“Empty your mind. Be formless, shapeless, like water. Now you put water into a cup, it becomes the cup. You put water into a bottle, it becomes the bottle. You put it in a teapot, it becomes the teapot. Now water can flow or it can crash. Be water, my friend.” -Bruce Lee
I always loved this quote. Sometimes you hear or read something and it just sticks out and you become convinced there is truth in it. So I’ve been thinking of these words and what meaning they might have for my life. It got me thinking about water and its different uses and representations, especially in Scripture. Water is an interesting element in the Bible. First off, it is the element of chaos and disorder. When God is first about to create the universe, the world is a formless void where there is water. The Spirit of God moves over this dark chaos and speaks and suddenly disorder is made order. Chaotic void becomes the beautiful earth we see each day. Later, water is an element of indescriminant destruction as the great flood destroys the earth and kills all but Noah and his family. And then when you read the prophets, like Daniel, it is out of the sea, the abyss, the deep, out of chaos that the great beast arises to bring chaos and destruction to the earth.
However, in other places of the Bible, especially in the New Testament, water becomes, not the instrument of chaos or disorder or destruction, but that of salvation and cleansing. In Ezekiel, it is water coming from the temple that makes the dead sea live. It is water coming from the rock that sustains the Hebrews in the desert. But what’s more, water becomes an essential element to our salvation in Christ. Jesus said that we must be born of both water and the Spirit. Water is used to baptize us. Baptism is to be dipped, to be immersed, to go under, as Christ went under the earth when He was buried. We enter the abyss, the deep; we enter into a grave of sorts, a grave of chaos, in which we are supposed to leave the chaos in our own hearts to come out a new person. The element of chaos suddenly becomes instrumental in our freedom from chaos.
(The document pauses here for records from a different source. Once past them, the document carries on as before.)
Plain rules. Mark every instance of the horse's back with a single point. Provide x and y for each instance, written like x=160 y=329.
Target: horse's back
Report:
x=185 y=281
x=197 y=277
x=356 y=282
So where does that leave us now? Really it leaves us in a place of understanding both sides. In Revelation, the last book of the Bible, it says that when God creates the new earth, there will no longer be any sea. When Christ comes at the end of all things to bring His perfect peace to the world, all disorder, all chaos will be done away with. Now, and until then, we live in a world with both land and sea. We live in an age in which order and disorder are intermingled. Occasionally we have be on the land and have a firm footing, but often we simply live in chaos. But it’s the wrong kind of chaos. The quote above reminded me that we all have to truly empty our minds and allow a certain chaos into our minds. Not so much chaos in the sense of disorder but chaos in the sense of void. It has been said that each human being is a microcosom, a “small world.” God created each of us out of nothing just as He created the world from nothing, from void, from chaos. And while we should have only been filled with that which God would have seen fit to give us, instead we have chosen to fill our hearts with every kind of disorder and evil. And because of this we are tossed back and forth by life like driftwood on the waves of the sea.
Now we must learn to empty our minds of all that is not necessary. We must learn to start becoming small models of the earth in its original form: formless, but full of potential. We CANNOT empty our minds and expect for them to remain empty. Christ tells us that when a demon goes out of a man, he finds seven other demons even more evil than itself, and when they go back to that man and find no one else living in his heart, they go and dwell there, so that the second state of the man is worse than the first. Yes we must empty ourselves. The Bible said the Jesus emptied Himself. However, we cannot become empty for the sake of becoming empty. We must do so for the sake of stripping ourselves down to a state where we are once again truly maleable, bendable, able to be shaped by the hand of God. And when we look at the world, even in its brokenness, we can see so much beauty. People, trees, waterfalls, seas, flowers, animals. So if we are willing to empty ourselves and let God mold us into what He will, it will be something of true beauty. He will make us truly human. But again, to do this, we must be willing become water, to flow with His will; not to fight against the stream, because this will simply make us tired and discouraged. Instead we must stretch out our arms, as Christ stretched His out on the cross, and believe that wherever the current of His life takes us–even if it is not always a place we “want” to go–it will be a place where we will have true peace and order in our hearts.